BOSTON — Marcus Morris said before the Boston encounter that he was insulted the Celtics never called during free agency.
Snapping out of a shooting slump, Morris did all he could Friday in a heroic fourth quarter to try to punish them, finishing with 29 points and a late, game-tying 3-pointer.
But it was all for naught. Inbounding with four seconds left, the Celtics’ young stud Jayson Tatum won it for the Celtics with a tough, fallaway 21-foot jumper from the right corner with 1.3 seconds left over rookie RJ Barrett to give Boston a 104-102 victory Friday at TD Garden.

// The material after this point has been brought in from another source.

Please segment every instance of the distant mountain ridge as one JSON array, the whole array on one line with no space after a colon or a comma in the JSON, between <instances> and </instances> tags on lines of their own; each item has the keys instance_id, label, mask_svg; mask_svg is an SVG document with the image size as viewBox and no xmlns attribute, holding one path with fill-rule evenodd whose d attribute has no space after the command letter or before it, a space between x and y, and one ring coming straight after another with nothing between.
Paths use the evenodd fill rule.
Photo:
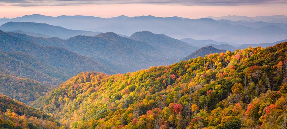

“I played well, but at the end of the day I’m trying to get wins,’’ Morris said. “I’m here to bring wins.”
Another heartbreaker dropped the Knicks to 1-5, but Knicks coach David Fizdale had little negative to say after the latest loss.
“[Marcus] needed a breakout game, to see that ball go through constantly,’’ Fizdale said. “What better gym to do it in than the old one that you were in. He wanted that game to win it for us. The kid Tatum hit a helluva shot.’’
The Knicks had the ball with 27 seconds left down 100-97 and Boston fans chanting “De-Fense.” The ex-Celtic Morris was fouled away from the ball with 17 seconds left and canned both free throws to get the Knicks within 100-99.
Kemba Walker (33 points) made two free throws, but after Barrett missed a runner, Kevin Knox tipped the ball out to Morris, who drilled a 3-pointer with 4.7 seconds left to tie the score and set off a celebration with his teammates. Morris made 5 of 8 3-pointers.
Morris lauded his former teammate Tatum, said he’ll be a “great player’’ one day and Tatum called him “a big brother.’’ But Morris, too, was happy to snap out of his funk.
“It does help me find my rhythm,’’ Morris said. “Taking those open shots with no hesitation with confidence, it gives me confidence and motivation to work even harder.’’
Barrett, who was beaten on a game-winning shot by Kyrie Irving against the Nets, added 15 points but was quiet in the fourth quarter. But Fizdale wouldn’t blame anybody for the defense on the last possession.
“I thought RJ had as good a contest as you can have,’’ Fizdale said. “The kid Tatum turned to his left shoulder falling out of bounds. It’s just a great shot. Sometimes you have to just tip your hat to a guy.”
Said Barrett: “It was contested, he faded away, too. Tough shot.’’
After the Tatum make, the Knicks had no timeouts left. Morris had burned the last one after he got poked in the eye holding the ball with 1:33 left and the Knicks down five. No foul was called but blood was drawn as he crumpled to the court. A few moments later, Morris charged
toward the referees for not calling the foul but was restrained.
“Obviously 18,000 people seen the foul,’’ Morris said. “Blood was shed. No foul call. Bottom line.”
Frank Ntilikina started at point guard in a Fizdale flip-flop, played well with a chase-down block in the first half on Marcus Smart and delivering 10 points with two assists and three rebounds.
Four of the Knicks losses have occurred on the road and after having leads in the fourth quarter.
“Our defense was much better in this game,’’ Fizdale said. “We really took the challenge defensively. Offensively, I feel we trusted each other a lot more down the stretch. That was important.”
Despite the strong effort against a Celtics team missing Jaylen Brown (sick), it was a strange night for Julius Randle. Usually a volume shooter, Randle took just seven shots and finished with eight points and six turnovers. Randle seemed extremely frustrated offering two-to-three word answers.
“I’m answering the question,” Randle said when asked if his short responses were because of anger.
When asked if the double teams were extra strong Friday, Randle said, “Been every team.’’
While Randle seemed to be in a somber state, Morris saw positive steps.
“We’re right there,’’ Morris said. “We’ve got to keep grinding. Of course we’re not happy with losses. But we’re taking it the right way.”